Anthony Braxton/3 Compositions [EEMHM] 2011 – 8.5 – When I learned that these compositions for septet required each player to carry into the studio an iPod loaded with Braxton’s complete (?) studio and live recordings, ready to be activated at will (or conductor’s nod?) in the midst of each take, I couldn’t resist. Plus it’s cheap for three disks. But: does it sound good? Well, I like free jazz, and though I cannot pretend to understand most of Mr. Braxton’s notes, I think this comment may convince you whether you should try it or not: “What we have here is a ‘state of music’….the friendly experiencer can walk through the ‘parks’ of the music on the way to engage in a sonic tennis match….I am moving towards a kind of action video game paradigm where [the listener] can make internal decisions inside of the greater music space that will affect the particulars of a given sonic fantasy….” In addition, his notes end with this: “[hee hee hee].” I love a giddy visionary septuagenarian.
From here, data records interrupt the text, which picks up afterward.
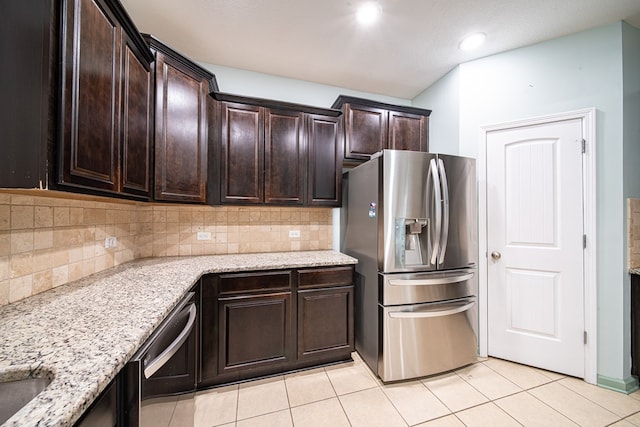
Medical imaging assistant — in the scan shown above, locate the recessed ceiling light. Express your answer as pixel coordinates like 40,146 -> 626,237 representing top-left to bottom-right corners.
356,2 -> 382,25
458,33 -> 487,50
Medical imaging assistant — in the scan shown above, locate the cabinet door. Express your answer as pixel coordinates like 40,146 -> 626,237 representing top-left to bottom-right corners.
218,292 -> 293,374
264,109 -> 306,205
388,111 -> 429,152
220,102 -> 264,204
344,104 -> 388,160
120,37 -> 153,198
58,0 -> 121,191
298,286 -> 353,360
155,52 -> 208,202
307,115 -> 343,206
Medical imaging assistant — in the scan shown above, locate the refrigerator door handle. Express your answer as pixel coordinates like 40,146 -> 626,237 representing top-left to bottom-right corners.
389,273 -> 473,286
427,159 -> 442,265
389,301 -> 475,319
438,158 -> 449,264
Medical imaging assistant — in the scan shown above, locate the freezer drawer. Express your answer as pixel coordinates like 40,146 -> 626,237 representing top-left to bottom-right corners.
378,298 -> 477,382
378,268 -> 478,305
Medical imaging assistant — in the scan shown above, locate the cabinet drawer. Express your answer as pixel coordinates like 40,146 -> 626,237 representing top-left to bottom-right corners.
297,266 -> 353,289
219,271 -> 291,295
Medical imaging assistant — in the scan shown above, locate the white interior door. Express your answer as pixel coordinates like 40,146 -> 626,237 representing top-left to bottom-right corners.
486,119 -> 585,378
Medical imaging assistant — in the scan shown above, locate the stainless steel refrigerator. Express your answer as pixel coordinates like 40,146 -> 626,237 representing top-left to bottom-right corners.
341,150 -> 478,382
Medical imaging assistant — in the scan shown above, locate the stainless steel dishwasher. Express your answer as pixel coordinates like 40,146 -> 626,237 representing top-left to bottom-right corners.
122,292 -> 198,427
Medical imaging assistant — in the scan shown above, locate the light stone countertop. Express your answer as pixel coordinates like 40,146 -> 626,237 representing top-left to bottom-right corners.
0,251 -> 357,426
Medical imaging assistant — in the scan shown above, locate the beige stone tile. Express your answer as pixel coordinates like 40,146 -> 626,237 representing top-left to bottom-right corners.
0,256 -> 10,281
325,361 -> 378,396
291,397 -> 351,427
9,274 -> 33,302
284,368 -> 336,407
51,248 -> 69,267
33,269 -> 53,294
33,228 -> 53,250
494,392 -> 576,427
456,402 -> 520,427
238,377 -> 289,420
236,409 -> 293,427
9,252 -> 33,279
69,207 -> 84,226
51,265 -> 69,288
624,412 -> 640,426
0,231 -> 11,256
339,387 -> 407,427
53,206 -> 69,227
11,194 -> 35,205
67,246 -> 84,264
538,369 -> 567,381
11,205 -> 34,230
558,378 -> 640,417
482,358 -> 551,390
34,206 -> 53,228
0,280 -> 9,306
456,363 -> 522,400
0,205 -> 11,230
529,382 -> 618,427
194,385 -> 238,427
416,415 -> 464,427
69,261 -> 84,282
11,229 -> 34,254
382,381 -> 451,425
422,373 -> 488,412
31,250 -> 54,272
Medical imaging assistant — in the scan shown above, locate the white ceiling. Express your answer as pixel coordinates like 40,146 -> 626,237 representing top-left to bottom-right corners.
121,0 -> 640,99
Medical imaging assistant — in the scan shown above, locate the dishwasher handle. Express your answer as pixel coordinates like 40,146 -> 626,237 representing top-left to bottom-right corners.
389,301 -> 475,319
144,303 -> 197,379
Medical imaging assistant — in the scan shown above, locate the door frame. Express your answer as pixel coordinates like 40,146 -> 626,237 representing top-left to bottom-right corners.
478,108 -> 598,384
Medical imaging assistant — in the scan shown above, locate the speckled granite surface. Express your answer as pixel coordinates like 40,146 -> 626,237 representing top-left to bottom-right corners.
0,251 -> 357,426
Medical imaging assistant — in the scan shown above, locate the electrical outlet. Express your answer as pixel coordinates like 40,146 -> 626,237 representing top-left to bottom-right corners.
104,237 -> 118,249
289,230 -> 300,239
196,231 -> 211,240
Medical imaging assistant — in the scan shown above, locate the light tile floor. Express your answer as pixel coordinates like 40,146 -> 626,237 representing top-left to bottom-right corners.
180,353 -> 640,427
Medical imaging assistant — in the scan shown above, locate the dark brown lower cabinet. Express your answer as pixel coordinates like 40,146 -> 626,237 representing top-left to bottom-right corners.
298,286 -> 353,360
218,292 -> 293,374
198,266 -> 354,388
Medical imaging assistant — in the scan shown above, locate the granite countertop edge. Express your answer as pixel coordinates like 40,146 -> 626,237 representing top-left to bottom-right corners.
0,250 -> 357,427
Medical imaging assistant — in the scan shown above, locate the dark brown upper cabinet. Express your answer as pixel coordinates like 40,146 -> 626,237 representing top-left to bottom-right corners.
209,93 -> 342,206
143,35 -> 217,203
58,0 -> 153,199
307,114 -> 344,207
0,0 -> 58,188
331,95 -> 431,163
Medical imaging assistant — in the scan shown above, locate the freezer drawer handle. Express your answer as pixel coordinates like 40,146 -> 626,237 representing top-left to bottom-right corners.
144,303 -> 196,379
389,301 -> 475,319
389,273 -> 473,286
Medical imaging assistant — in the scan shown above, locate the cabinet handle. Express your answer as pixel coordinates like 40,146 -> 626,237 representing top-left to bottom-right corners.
144,303 -> 197,379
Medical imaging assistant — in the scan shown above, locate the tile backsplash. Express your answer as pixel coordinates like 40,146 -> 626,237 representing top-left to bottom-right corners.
0,190 -> 332,305
627,199 -> 640,268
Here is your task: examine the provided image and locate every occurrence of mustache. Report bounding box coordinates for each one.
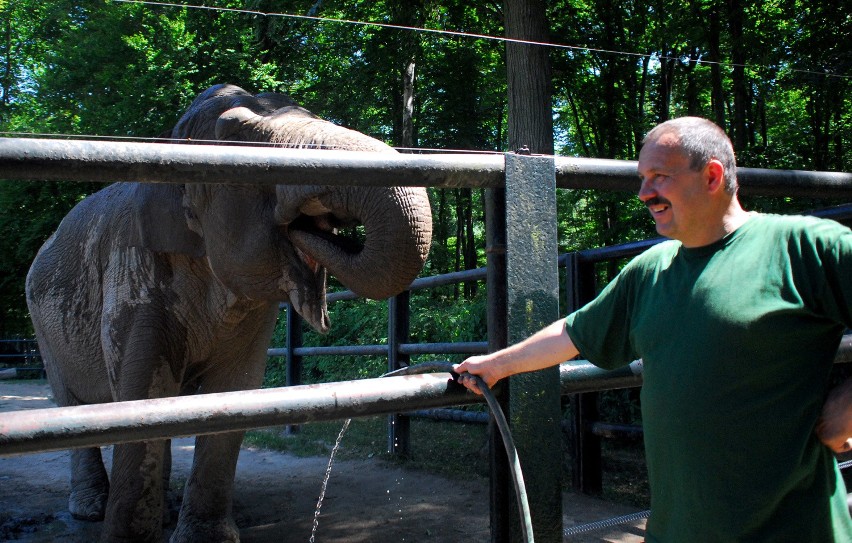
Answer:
[645,196,672,207]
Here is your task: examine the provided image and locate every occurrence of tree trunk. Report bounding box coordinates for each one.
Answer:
[504,0,553,154]
[728,0,749,151]
[707,4,725,128]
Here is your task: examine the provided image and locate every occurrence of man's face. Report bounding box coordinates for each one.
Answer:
[638,134,715,247]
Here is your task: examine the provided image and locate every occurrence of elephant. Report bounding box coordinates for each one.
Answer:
[26,84,432,543]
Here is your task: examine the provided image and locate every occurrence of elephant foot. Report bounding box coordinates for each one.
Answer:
[169,514,240,543]
[68,488,109,522]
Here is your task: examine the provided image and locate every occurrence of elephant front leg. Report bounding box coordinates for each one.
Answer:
[68,447,109,521]
[170,432,244,543]
[101,441,165,543]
The Fall/The Fall Box Set 1976-2007 – 9.5 – A wise man once said that the test of a great box set is that the last disc sounds as great as the first. I’m not sure that’s true here, but I can say after listening through all five of these discs in a row, I was never bored, and delighted, amused, or ON FIRE 80% of the time. I don’t care whether he’s barking out inscrutable lyrics while riding the same two-chord riff for five minutes; I don’t care whether he’s embarking on a poetry reading, a rockabilly cover, or dance floor throb. I’ll go wherever Mark E. Smith wants to lead, even if he’s only backed by your granny on bongos. I regret it took me 25 years to catch on.

Merle Haggard/If I Could Only Fly – 9.5 – The late master had a tendency to mar his every release with at least two flat-to-bad songs. This 2000 comeback–from health battles, from lethargy, from writer’s block, maybe–might be his best album, end to end, though it includes no single song most aficionados would put in The Hag Top 20. But no dogs, either. The band’s great (of course), and his singing’s as detailed and smart as ever. Picks to click: a look back that’s compassionate rather than judgmental; a paean/envoi to unprotected sex; two nods of gratitude, one to spawn and one to the uncle who taught him “Rubber Dolly”; some strong love songs; and the definitive version of Blaze Foley’s title song, which many have attempted to scale before, including Merle. I guess the pick to click is the whole thing.

George Jones/Live at Dancetown USA – 8.5 – Fired up by Rich Kienzle’s nice new Jones bio, I revisited several Jones holdings squirreled away in the pad. Here’s one Possum fans might not have heard, a ’65 live set in a real honky-tonk, seemingly unedited. Though George doesn’t sing with exquisite care–he seems in a hurry at times–he’s still the greatest singer in country music history. He covers his current hit catalog, takes a pell-mell run at “Boney Moronie,” delivers a couple of classic, corny bon mots (“…a brief liquor–I mean inter–mission” and an apology for “another sad ballard”), and lets his band have a few. Even if we don’t have a DVD to go with it, the ambiance is enough to make you wish you could have been there.

Wussy/Forever Sounds – 8.0 – Yeah yeah, they’re critics’ darlings, but I love them because they sing, write, and play like, for and about grown human beings in the midst of relatively normal middle age. Problem here is that the sonics (dubbed “shoe-gaze” by several folks, but I dunno), which do unify the album, have a tendency to overwhelm their humanity. I get off on the opening trio, “Dropping Houses,” “She’s Killed Hundreds,” and “Donny’s Death Scene,” but a later fave, “Hello, I’m a Ghost,” gets at my quibble–the vocals, especially Lisa Walker’s (who more and more reminds me of a rock version of Lucinda Williams when she was light of spirit), sound disembodied, sometimes even (literally) phoned in from a remote locale. I like embodied voices.